Nach langer Zeit habe ich mich dazu durchgerungen, mir ein neues Autoradio zu kaufen. Wenn man immer noch mit einem Kassettendeck und einer Adapterkassette für den MP3 Player herumhantieren muss ist das nur zu verständlich. Also habe ich mir ein neues Autoradio mit Freisprecheinrichtung, Bluetooth, USB und allem möglichen Schnickschnack zugelegt, um mal wieder auf dem neusten Stand der Technik zu sein.
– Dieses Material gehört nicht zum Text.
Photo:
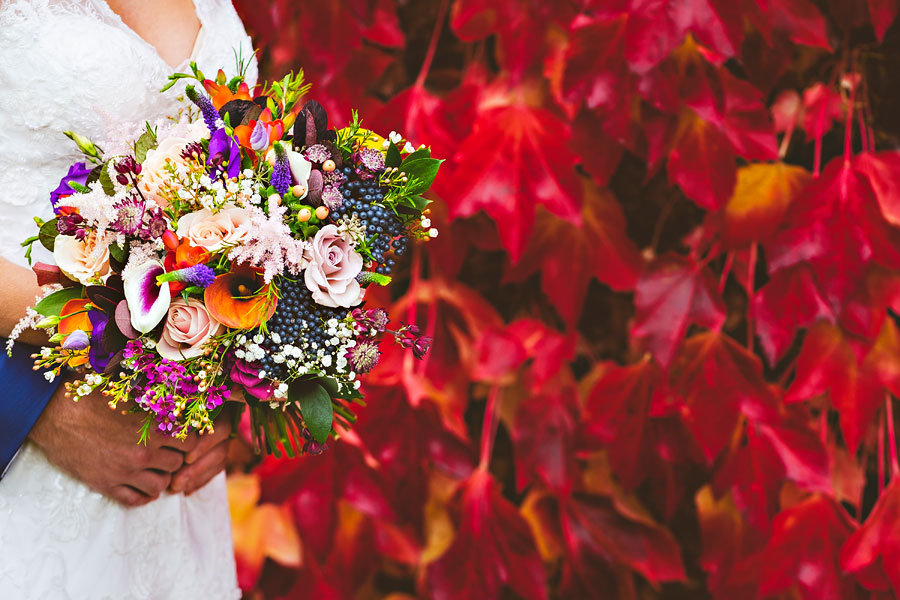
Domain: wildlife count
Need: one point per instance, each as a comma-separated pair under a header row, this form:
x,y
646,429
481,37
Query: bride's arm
x,y
18,290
Auch die Displayfarbe lässt sich an meine bisherigen Instrumente im Auto anpassen und ich bin eigentlich ganz zufrieden mit dem Radio bis auf das eigentliche Display. Irgendwie scheint man mittlerweile selbst bei Autoradios der Meinung zu sein, dass man ein Display, genau wie beim PC, nicht mehr entspiegeln müsse. Das Problem war dann, dass man tagsüber relativ schlecht das Display erkennen konnte, also musste eine Lösung her, die das Problem beseitigt.
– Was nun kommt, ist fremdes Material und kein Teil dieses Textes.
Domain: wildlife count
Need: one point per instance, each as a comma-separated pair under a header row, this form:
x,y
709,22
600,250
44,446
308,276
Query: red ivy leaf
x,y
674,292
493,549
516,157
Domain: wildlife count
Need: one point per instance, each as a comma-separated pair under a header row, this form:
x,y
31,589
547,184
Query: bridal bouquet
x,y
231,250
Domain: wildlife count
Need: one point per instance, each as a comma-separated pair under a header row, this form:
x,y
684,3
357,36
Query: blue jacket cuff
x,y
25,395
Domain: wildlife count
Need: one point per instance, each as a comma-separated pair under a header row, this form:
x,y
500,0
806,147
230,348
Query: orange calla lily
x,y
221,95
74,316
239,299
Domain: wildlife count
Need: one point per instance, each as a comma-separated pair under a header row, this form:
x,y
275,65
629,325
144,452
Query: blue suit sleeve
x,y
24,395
Meine Wahl fiel dabei auf ganz einfache Displayfolie für ein Mobiltelefon – in meinem Fall die eine ‘dipos Displayschutzfolie’, die ich dann auf die Größe des Displays zugeschnitten habe. Um beim Zuschnitt der Folie möglichst genau arbeiten zu können, habe ich die Abmessungen des Displays ausgemessen und mit dem Programm Inkscape einen Rahmen gezeichnet, der genau die Abmessungen umfasst. Andere Programme, mit denen sich Rahmen mit genauen Längen- und Breitenangaben anlegen lassen, funktionieren natürlich auch. Danach nur noch schnell ausgedruckt, Displayfolie mit Klebestreifen auf dem Papier über dem Rahmen befestigt, möglichst genau ausgeschnitten und auf das Display geklebt. Das Resultat überzeugt. Zwar verliert man etwas Kontrast, dafür ist es mit der Spiegelung endgültig vorbei und man kann auch tagsüber das Display gut ablesen. Dadurch, dass ich die Folie relativ genau zugeschnitten habe, ist sie auch kaum sichtbar und fällt nur auf, wenn man ganz genau darauf achtet.

Hier ein Foto, das ich im Dunkeln aufgenommen habe:

2011-11-04 17.20.54

Ich bin jedenfalls mit dem Ergebnis sehr zufrieden.